Puoi spiegarci meglio? Quali sono le associazioni e le cause che preferite rappresentare?
"Le associazioni sono quelle più strutturate e conosciute. Purtroppo, abbiamo sperimentato che le raccolte fondi per le piccole realtà non hanno successo: avendo pochi spazi a disposizione, dobbiamo e vogliamo sfruttarli al massimo. Per quanto riguarda le cause sociali, abbiamo osservato che i nostri clienti donano più facilmente per campagne in favore di minori, senza setto o in ricerche per la salute.
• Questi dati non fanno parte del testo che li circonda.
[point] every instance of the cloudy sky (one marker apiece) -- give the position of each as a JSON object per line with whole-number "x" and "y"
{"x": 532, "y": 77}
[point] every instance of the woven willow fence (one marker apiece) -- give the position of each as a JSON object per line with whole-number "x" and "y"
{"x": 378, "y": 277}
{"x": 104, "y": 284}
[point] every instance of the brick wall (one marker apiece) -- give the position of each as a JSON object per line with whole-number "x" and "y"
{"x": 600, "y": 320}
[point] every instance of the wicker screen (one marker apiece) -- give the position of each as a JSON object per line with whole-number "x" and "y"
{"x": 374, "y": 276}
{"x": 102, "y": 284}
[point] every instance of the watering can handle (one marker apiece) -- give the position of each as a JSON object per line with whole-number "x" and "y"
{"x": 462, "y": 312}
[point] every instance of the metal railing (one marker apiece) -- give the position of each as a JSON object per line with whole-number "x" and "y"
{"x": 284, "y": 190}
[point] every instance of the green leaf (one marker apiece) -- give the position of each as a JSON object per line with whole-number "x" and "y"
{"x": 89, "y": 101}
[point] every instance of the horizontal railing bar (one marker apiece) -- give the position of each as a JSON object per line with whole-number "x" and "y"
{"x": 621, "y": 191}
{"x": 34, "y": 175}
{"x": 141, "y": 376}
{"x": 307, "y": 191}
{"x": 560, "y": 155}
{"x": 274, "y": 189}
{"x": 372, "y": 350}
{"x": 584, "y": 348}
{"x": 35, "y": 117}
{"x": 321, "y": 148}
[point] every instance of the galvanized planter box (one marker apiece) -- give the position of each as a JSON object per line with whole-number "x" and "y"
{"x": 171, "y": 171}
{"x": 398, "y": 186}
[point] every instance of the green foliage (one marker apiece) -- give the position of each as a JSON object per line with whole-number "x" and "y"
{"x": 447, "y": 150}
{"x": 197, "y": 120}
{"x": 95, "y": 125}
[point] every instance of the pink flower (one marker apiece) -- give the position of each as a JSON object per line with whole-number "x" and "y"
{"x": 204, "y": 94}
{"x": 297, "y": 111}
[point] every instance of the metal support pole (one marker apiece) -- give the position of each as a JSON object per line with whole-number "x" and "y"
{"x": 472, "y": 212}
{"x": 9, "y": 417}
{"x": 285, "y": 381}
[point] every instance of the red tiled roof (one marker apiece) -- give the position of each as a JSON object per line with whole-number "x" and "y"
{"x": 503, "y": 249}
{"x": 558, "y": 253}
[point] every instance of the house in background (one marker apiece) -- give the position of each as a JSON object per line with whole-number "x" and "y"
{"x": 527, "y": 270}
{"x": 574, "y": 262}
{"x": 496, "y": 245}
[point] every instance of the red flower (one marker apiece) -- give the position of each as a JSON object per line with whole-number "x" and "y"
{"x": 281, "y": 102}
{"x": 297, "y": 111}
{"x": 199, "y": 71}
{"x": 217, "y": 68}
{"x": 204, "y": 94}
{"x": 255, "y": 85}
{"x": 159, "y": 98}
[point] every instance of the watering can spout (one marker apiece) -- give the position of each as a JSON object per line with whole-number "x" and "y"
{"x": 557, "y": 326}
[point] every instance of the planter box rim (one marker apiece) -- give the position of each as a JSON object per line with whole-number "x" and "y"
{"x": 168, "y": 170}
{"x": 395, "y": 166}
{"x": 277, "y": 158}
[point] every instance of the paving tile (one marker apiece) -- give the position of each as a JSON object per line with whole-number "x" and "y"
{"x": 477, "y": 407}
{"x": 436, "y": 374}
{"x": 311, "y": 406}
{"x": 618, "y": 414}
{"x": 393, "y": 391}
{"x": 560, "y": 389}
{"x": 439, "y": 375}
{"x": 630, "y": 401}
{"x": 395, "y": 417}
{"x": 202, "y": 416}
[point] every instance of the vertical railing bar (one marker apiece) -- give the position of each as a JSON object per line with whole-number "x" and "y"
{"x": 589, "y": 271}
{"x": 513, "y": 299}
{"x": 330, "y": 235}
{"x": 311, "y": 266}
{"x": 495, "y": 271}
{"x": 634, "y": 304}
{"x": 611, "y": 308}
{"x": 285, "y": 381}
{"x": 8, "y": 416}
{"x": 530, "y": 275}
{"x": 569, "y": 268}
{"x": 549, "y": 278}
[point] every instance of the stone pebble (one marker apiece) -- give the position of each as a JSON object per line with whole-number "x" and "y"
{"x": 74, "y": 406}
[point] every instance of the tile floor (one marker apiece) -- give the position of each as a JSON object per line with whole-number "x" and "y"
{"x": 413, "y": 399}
Quando si tratta di ambiente, per esempio, sono meno motivati".

Qual è, in media, l’importo della donazione?
"Chiediamo di donare da tre a 15 euro e il deal può restare aperto da uno a tre settimane. La causa viene dettagliata nel testo del deal, riportando anche informazioni e contatti del’associazione. Per questo, ci teniamo che non sia considerata solo una raccolta fondi, ma anche una campagna di informazione. E’, questo, un altro aspetto a cui le associazioni danno grande importanza: tramite Groupon, infatti, le tematiche per cui s'impegnano ogni giorno raggiungono un bacino di utenza molto ampio, difficile da raggiungere per altri canali. Da parte nostra, c'impegniamo molto in questo lavoro di informazione: a fine campagna, tra l’altro, comunichiamo a ogni donatore, tramite una lettera firmata dall’associazione, l’importo complessivo raccolto. Questo accresce il senso di responsabilità e rassicura sulla destinazione della somma donata. Parlando di somme, ecco qualche esempio di quelle raccolte dalle ultime campagne 'charity' di Groupon. L’ultima si è conclusa il 16 febbraio scorso, con 9166 euro raccolti in due settimane a favore dell’Associazione italiana ricerca sul cancro (Airc). Decisamente più alto l’importo raccolto dalla Casa della Carità di Milano, la campagna lanciata da Groupon a dicembre, che in tre settimane ha raccolto quasi 42mila euro, corrispondenti a oltre ottomila pasti per gli ospiti della struttura. In questo caso ha certamente aiutato il testimonial della campagna: lo chef Rubio, noto volto televisivo, che ha offerto un corso gratuito di cucina a 10 donatori estratti a sorte. Meno successo riscuote invece la causa ambientale: il progetto del Wwf 'Natura d’Italia', per la tutela della natura e delle oasi protette, ha raccolto meno di cinquemila euro, sebbene il deal sia stato aperto, in via eccezionale, per oltre tre settimane".